Product Description
In her memoirs, Fay Chung presents her first-hand experience of the Zimbabwean liberation struggle and the reforms of the country’s educational system, which followed. She gives her personal interpretation of Zimbabwe’s trajectory over the last thirty years from a nationalist uprising, through the promises of the first independent government, to the present turmoil of land invasions, new democratic challenges, and political violence.
Chung’s memoirs--in many ways controversial--offer a valuable and thought-provoking introduction to modern Zimbabwean history and burning issues in the contemporary politics of Southern Africa.

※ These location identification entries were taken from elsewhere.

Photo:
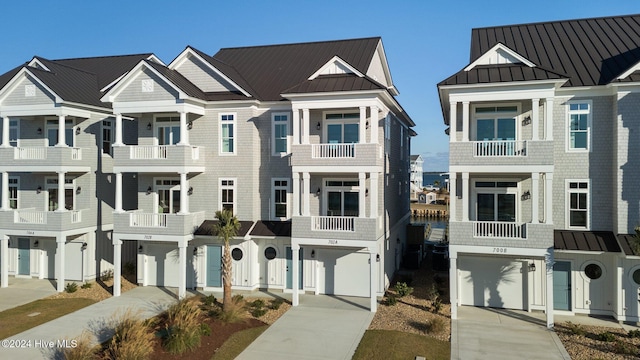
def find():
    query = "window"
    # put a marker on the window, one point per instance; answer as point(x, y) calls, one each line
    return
point(280, 190)
point(578, 204)
point(227, 193)
point(107, 136)
point(280, 130)
point(227, 133)
point(579, 118)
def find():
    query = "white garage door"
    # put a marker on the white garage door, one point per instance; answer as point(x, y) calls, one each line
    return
point(343, 272)
point(162, 265)
point(493, 282)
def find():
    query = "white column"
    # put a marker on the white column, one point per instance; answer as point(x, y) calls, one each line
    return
point(452, 196)
point(4, 261)
point(306, 191)
point(548, 268)
point(61, 204)
point(182, 282)
point(59, 258)
point(361, 194)
point(465, 196)
point(118, 139)
point(61, 131)
point(5, 131)
point(548, 196)
point(453, 120)
point(117, 265)
point(373, 195)
point(184, 134)
point(296, 127)
point(374, 124)
point(5, 191)
point(306, 125)
point(295, 281)
point(453, 285)
point(535, 196)
point(373, 288)
point(465, 121)
point(535, 118)
point(184, 187)
point(548, 119)
point(363, 125)
point(118, 205)
point(296, 194)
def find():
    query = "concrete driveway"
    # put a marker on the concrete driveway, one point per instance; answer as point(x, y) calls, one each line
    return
point(322, 327)
point(485, 333)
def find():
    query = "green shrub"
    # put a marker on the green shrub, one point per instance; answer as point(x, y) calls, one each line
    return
point(402, 289)
point(71, 288)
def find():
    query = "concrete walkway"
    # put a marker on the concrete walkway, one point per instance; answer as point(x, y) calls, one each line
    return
point(36, 343)
point(322, 327)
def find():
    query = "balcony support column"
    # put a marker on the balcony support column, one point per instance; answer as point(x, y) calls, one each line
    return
point(306, 189)
point(535, 195)
point(61, 203)
point(59, 259)
point(5, 191)
point(118, 140)
point(362, 192)
point(296, 194)
point(5, 131)
point(117, 265)
point(465, 121)
point(373, 195)
point(465, 196)
point(184, 186)
point(374, 124)
point(452, 196)
point(61, 131)
point(535, 118)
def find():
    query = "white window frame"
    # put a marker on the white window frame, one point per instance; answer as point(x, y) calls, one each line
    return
point(286, 123)
point(234, 135)
point(569, 112)
point(234, 187)
point(287, 189)
point(568, 192)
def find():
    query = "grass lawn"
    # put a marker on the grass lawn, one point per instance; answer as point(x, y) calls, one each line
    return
point(16, 320)
point(387, 344)
point(237, 343)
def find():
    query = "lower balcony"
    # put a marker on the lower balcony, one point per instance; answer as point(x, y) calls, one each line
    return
point(138, 222)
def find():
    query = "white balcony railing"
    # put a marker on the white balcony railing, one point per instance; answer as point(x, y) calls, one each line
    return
point(499, 229)
point(138, 219)
point(500, 148)
point(333, 151)
point(332, 223)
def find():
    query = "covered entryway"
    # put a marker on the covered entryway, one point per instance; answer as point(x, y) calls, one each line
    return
point(498, 282)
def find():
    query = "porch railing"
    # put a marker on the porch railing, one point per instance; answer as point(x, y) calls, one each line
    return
point(333, 151)
point(332, 223)
point(499, 229)
point(500, 148)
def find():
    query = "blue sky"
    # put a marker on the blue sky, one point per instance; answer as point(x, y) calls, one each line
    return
point(425, 41)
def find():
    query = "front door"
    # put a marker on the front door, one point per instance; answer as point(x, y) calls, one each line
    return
point(23, 257)
point(214, 265)
point(290, 268)
point(562, 285)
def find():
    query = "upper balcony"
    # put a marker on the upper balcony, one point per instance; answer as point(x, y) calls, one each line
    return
point(158, 158)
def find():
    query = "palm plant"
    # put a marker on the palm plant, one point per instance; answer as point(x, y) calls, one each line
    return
point(226, 228)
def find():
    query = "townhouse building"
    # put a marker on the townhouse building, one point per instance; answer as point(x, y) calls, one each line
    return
point(305, 143)
point(544, 168)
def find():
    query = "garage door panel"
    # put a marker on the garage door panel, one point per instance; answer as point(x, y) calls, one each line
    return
point(492, 282)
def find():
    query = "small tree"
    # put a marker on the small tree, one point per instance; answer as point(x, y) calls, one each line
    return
point(226, 228)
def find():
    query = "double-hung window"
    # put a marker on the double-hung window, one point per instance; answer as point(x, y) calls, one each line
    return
point(578, 204)
point(227, 133)
point(579, 119)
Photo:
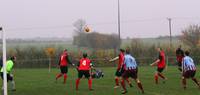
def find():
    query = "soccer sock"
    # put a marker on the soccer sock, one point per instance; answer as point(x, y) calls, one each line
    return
point(65, 77)
point(161, 75)
point(123, 85)
point(117, 81)
point(13, 84)
point(156, 78)
point(58, 76)
point(90, 83)
point(184, 83)
point(140, 86)
point(195, 80)
point(77, 83)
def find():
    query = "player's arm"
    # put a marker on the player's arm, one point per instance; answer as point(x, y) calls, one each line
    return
point(116, 58)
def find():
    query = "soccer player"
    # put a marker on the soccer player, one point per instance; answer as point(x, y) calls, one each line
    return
point(179, 57)
point(188, 69)
point(63, 64)
point(84, 68)
point(130, 71)
point(120, 70)
point(160, 62)
point(9, 67)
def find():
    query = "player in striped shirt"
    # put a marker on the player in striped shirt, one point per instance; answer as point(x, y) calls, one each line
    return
point(130, 71)
point(189, 69)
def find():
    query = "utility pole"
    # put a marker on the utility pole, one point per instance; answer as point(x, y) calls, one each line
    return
point(5, 91)
point(119, 24)
point(170, 31)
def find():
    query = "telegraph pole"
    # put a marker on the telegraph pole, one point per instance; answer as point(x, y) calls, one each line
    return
point(170, 31)
point(119, 27)
point(5, 91)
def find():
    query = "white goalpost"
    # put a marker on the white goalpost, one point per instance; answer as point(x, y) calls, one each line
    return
point(5, 92)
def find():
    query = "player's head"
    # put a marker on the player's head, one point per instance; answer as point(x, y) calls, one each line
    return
point(127, 50)
point(187, 53)
point(13, 58)
point(122, 50)
point(159, 49)
point(84, 55)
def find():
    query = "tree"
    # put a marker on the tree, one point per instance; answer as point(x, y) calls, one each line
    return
point(191, 36)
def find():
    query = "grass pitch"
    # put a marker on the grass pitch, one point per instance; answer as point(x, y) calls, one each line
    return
point(41, 82)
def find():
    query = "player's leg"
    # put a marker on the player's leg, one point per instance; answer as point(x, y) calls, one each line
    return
point(80, 75)
point(117, 77)
point(135, 77)
point(65, 74)
point(156, 77)
point(194, 79)
point(10, 78)
point(60, 74)
point(125, 75)
point(87, 75)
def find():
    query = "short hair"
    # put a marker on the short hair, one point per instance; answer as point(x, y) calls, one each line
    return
point(128, 51)
point(12, 58)
point(187, 53)
point(84, 55)
point(122, 50)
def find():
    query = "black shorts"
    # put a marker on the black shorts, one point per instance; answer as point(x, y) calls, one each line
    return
point(160, 70)
point(130, 73)
point(189, 74)
point(86, 73)
point(63, 69)
point(9, 77)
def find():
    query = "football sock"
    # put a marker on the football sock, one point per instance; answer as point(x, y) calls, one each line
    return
point(156, 78)
point(58, 76)
point(90, 83)
point(65, 77)
point(117, 81)
point(123, 85)
point(77, 83)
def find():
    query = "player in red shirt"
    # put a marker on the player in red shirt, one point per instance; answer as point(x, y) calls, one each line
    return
point(179, 57)
point(120, 68)
point(84, 68)
point(63, 64)
point(160, 62)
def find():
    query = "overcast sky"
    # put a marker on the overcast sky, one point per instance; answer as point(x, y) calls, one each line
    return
point(55, 18)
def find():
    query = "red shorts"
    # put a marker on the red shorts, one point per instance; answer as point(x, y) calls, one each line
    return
point(189, 74)
point(130, 73)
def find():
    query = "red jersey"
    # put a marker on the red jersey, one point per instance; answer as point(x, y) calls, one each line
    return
point(161, 63)
point(63, 59)
point(121, 60)
point(84, 64)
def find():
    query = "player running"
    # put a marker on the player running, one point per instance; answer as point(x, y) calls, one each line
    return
point(84, 68)
point(189, 69)
point(120, 70)
point(179, 57)
point(130, 71)
point(9, 67)
point(160, 62)
point(63, 64)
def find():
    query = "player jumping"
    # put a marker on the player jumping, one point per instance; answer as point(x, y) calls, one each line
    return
point(63, 64)
point(189, 70)
point(130, 71)
point(84, 68)
point(119, 70)
point(160, 62)
point(179, 57)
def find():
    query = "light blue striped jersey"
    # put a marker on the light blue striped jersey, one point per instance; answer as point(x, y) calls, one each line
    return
point(188, 63)
point(129, 62)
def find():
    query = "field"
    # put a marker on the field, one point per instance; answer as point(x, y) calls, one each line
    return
point(41, 82)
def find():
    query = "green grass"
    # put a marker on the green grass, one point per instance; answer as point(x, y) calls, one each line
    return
point(40, 82)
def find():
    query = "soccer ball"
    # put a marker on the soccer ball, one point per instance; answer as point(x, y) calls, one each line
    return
point(87, 29)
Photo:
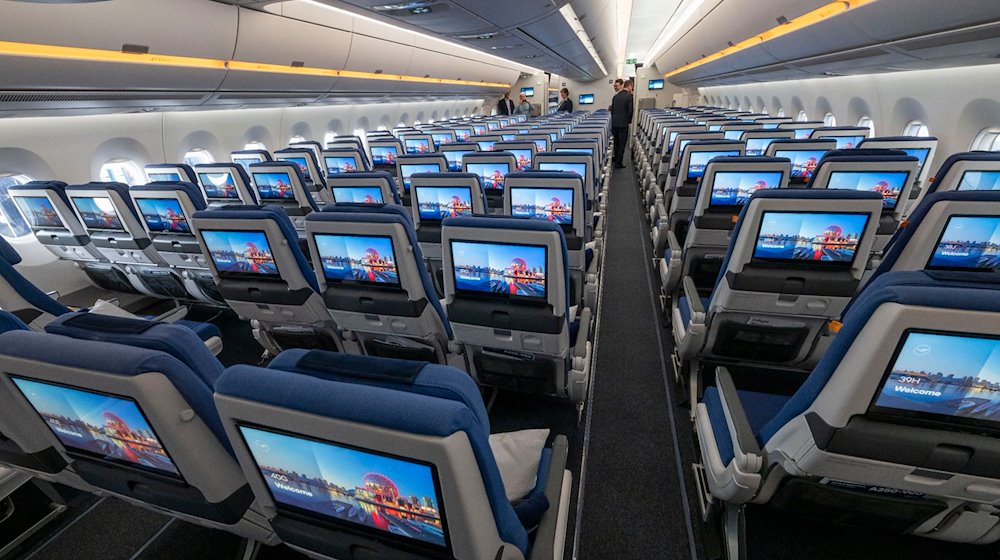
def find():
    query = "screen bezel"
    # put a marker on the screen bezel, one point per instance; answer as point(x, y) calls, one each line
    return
point(927, 419)
point(807, 264)
point(241, 275)
point(937, 244)
point(89, 455)
point(349, 526)
point(484, 296)
point(332, 282)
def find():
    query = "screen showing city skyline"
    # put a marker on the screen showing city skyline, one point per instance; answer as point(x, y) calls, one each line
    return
point(357, 195)
point(98, 425)
point(492, 174)
point(358, 487)
point(163, 215)
point(809, 237)
point(554, 205)
point(734, 188)
point(499, 268)
point(699, 161)
point(357, 258)
point(38, 211)
point(219, 185)
point(944, 375)
point(274, 186)
point(887, 183)
point(98, 213)
point(437, 203)
point(240, 252)
point(979, 181)
point(968, 243)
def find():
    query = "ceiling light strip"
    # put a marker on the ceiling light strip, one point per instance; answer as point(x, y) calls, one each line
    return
point(805, 20)
point(8, 48)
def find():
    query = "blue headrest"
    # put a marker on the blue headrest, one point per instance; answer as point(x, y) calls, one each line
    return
point(196, 386)
point(10, 322)
point(278, 216)
point(120, 188)
point(955, 158)
point(906, 288)
point(438, 402)
point(190, 189)
point(8, 253)
point(185, 168)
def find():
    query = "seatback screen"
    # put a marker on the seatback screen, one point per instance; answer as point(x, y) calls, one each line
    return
point(968, 243)
point(357, 258)
point(392, 497)
point(98, 425)
point(807, 237)
point(887, 183)
point(98, 213)
point(554, 205)
point(734, 188)
point(274, 186)
point(979, 181)
point(948, 378)
point(240, 253)
point(492, 174)
point(163, 215)
point(499, 269)
point(219, 185)
point(437, 203)
point(357, 195)
point(38, 211)
point(699, 161)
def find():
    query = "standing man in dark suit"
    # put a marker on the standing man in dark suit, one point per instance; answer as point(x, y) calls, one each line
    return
point(621, 118)
point(505, 106)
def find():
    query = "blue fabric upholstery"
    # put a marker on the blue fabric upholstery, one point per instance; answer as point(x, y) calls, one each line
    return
point(387, 214)
point(759, 408)
point(195, 386)
point(441, 402)
point(908, 288)
point(955, 158)
point(278, 216)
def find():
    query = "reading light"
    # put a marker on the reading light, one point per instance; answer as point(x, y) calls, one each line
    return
point(790, 26)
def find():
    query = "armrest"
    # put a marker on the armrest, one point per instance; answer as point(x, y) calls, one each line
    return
point(545, 535)
point(582, 335)
point(740, 431)
point(171, 316)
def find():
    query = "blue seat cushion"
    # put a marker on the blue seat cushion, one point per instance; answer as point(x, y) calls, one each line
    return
point(759, 407)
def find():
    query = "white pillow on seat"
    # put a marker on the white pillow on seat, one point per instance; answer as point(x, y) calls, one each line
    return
point(517, 455)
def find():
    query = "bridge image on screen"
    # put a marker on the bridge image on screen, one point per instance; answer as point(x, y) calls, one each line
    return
point(887, 183)
point(274, 186)
point(240, 251)
point(358, 258)
point(437, 203)
point(790, 236)
point(358, 487)
point(163, 215)
point(499, 268)
point(951, 375)
point(555, 205)
point(103, 425)
point(969, 242)
point(734, 188)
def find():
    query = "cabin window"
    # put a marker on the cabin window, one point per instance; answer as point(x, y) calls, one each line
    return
point(868, 123)
point(916, 128)
point(12, 224)
point(198, 156)
point(123, 171)
point(988, 140)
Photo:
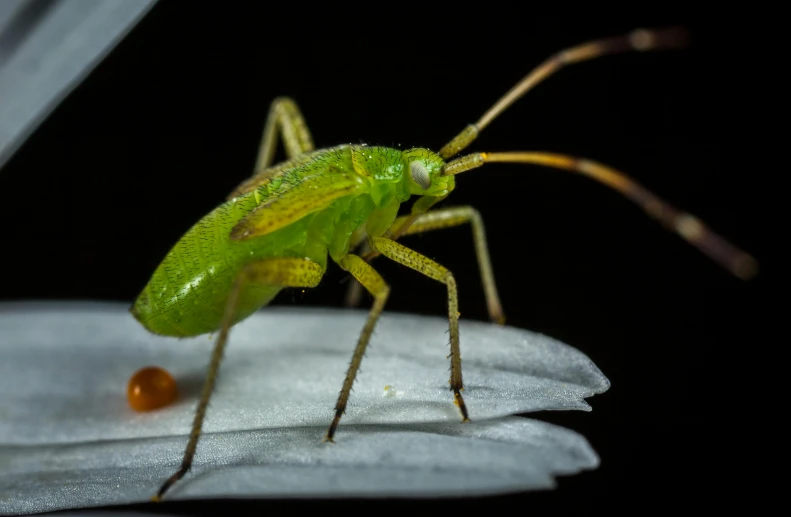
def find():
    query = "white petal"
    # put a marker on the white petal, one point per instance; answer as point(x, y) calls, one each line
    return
point(68, 438)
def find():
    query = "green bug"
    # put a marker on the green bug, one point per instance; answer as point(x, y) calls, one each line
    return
point(278, 228)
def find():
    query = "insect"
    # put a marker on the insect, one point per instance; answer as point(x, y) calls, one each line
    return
point(278, 228)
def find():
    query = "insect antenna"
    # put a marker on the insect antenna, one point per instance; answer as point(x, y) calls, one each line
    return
point(694, 231)
point(637, 40)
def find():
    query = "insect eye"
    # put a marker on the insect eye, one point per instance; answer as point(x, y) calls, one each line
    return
point(420, 174)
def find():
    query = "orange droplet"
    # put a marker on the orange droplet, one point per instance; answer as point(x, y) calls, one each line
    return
point(151, 388)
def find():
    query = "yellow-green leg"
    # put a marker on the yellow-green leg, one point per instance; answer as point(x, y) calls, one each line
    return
point(447, 218)
point(373, 282)
point(282, 272)
point(285, 117)
point(410, 258)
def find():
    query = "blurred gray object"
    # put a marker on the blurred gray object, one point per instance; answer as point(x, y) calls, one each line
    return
point(46, 48)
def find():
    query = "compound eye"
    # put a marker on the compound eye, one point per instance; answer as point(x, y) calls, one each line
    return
point(420, 174)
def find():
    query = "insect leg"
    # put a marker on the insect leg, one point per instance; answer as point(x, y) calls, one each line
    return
point(284, 115)
point(410, 258)
point(371, 280)
point(283, 272)
point(447, 218)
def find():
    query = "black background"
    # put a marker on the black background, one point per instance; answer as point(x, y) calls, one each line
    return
point(166, 126)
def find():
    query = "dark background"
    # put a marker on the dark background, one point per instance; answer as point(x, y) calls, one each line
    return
point(166, 126)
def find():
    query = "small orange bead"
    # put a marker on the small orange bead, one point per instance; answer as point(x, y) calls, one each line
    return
point(151, 388)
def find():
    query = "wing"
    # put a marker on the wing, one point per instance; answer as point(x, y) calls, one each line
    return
point(277, 170)
point(310, 195)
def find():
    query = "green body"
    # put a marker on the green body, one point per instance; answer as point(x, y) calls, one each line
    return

This book will be of great interest, not only to students and researchers, but also to a wider group of readers concerned with politics and development in Africa and with the Zimbabwean experiment in social transformation from the 1970s to the present.
This edition of Fay Chung’s memoirs has an introduction by Preben Kaarsholm--an experienced Danish Zimbabwe scholar--that situates her narrative and reflections in the context of debates around Zimbabwe’s modern history and current political and economical crisis.
About the Author
Fay King Chung worked in the 1980s in various capacities in the Zimbabwean Ministry of Education, and eventually became Minister. She was Chief of the education cluster at UNICEF 1993-98, and was then the first Director UNESCO’s International Institute for Capacity Building in Africa from 1998 to 2003.